O boxe praticamente gabaritou nos Jogos Pan-americanos de Santiago-2023. De 13 categorias, entre os naipes feminino e masculino, foi ao pódio em 12. Bateu o recorde de medalhas e de ouros. Nas nove finais disputadas nesta sexta-feira, ganhou quatro. É a modalidade do Brasil com maior destaque da competição até aqui, ao lado da ginástica artística (14 medalhas, porém em mais disputas).
O boxe, no entanto, teve aproveitamento de 92,3%, classificou nove atletas para Paris-2024 e terminou em primeiro lugar no quadro de medalhas da modalidade (quatro ouros, cinco pratas e três bronzes), à frente dos EUA (seis no total, duas de cada cor) e Cuba (quatro, sendo duas de ouro, uma de prata e uma de bronze). Diferentemente da ginástica, as disputas do boxe se deram entre os melhore das Américas, sem times B ou desfalques. É uma façanha e tanto.
Em Tóquio-2020, o boxe já havia sido destaque para o país, com três medalhas, ao lado do skate e natação. Mas, Mateus Alves, treinador chefe da seleção permanente de boxe, não se ilude e diz que o reconhecimento não mudará.
— A mudança que gostaria é em relação ao reconhecimento e visibilidade para os atletas. Infelizmente temos de aceitar que não mudará, que não vamos ser como outros esportes como a ginástica— lamenta Mateus, que diz que não há milagre para a enxurrada de medalhas. — Isso aqui é esporte profissional e existe um processo. É preciso treinar, ter disciplina, rotina, constância, gastar dinheiro, investir. Ou não tem medalha. Não existe conto de fada, treino no quintal e pódio.
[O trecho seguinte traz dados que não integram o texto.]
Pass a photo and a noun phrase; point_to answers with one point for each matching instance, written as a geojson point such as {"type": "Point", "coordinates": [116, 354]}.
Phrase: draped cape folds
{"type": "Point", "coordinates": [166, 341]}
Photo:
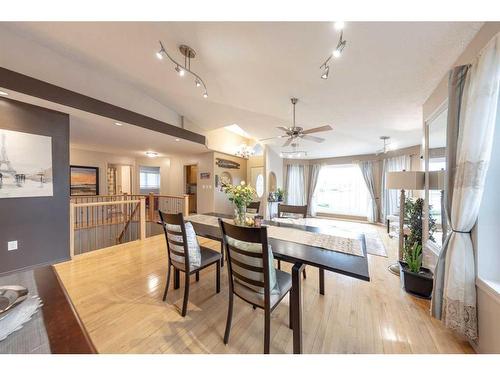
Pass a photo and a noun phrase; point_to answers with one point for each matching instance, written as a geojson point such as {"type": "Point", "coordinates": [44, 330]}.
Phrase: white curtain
{"type": "Point", "coordinates": [390, 197]}
{"type": "Point", "coordinates": [476, 126]}
{"type": "Point", "coordinates": [366, 168]}
{"type": "Point", "coordinates": [313, 183]}
{"type": "Point", "coordinates": [295, 185]}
Ontem, teve show das mulheres: Beatriz Ferreira (60kg), Caroline Almeida (50kg), Jucielen Romeu (57kg) e Barbara Santos (66kg) conquistaram o ouro. Os medalhistas de prata foram: Tatiana Chagas, Keno Marley (92kg) e Wanderley Pereira (80kg). Contundidos, Michael Douglas (51kg) e Abner Teixeira (92kg) não fizeram suas lutas e ficaram em segundo. Os bronzes foram para Luiz Oliveira (57kg), Yuri Falcão (63,5kg) e Viviane Pereira (75kg).
— Nossa equipe feminina é monstruosa, fiquei muito satisfeito. Hoje, o Brasil e a Colômbia são as potências nas Américas no feminino. Os EUA, que tiveram três gerações que não tinha como ganhar, estão em entressafra. Mas faltou o ouro no masculino e isso está me mantando. Só me falta essa medalha como treinador — comenta Mateus, que, no entanto, não se arrepende de ter cortado os dois atletas contundidos de suas finais.
A marca anterior do boxe em Pans era de nove pódios, em São Paulo-1963, época em que era a modalidade era exclusiva masculina. Em Lima-2019, o Brasil havia conquistado cinco medalhas (um ouro, três pratas e um bronze).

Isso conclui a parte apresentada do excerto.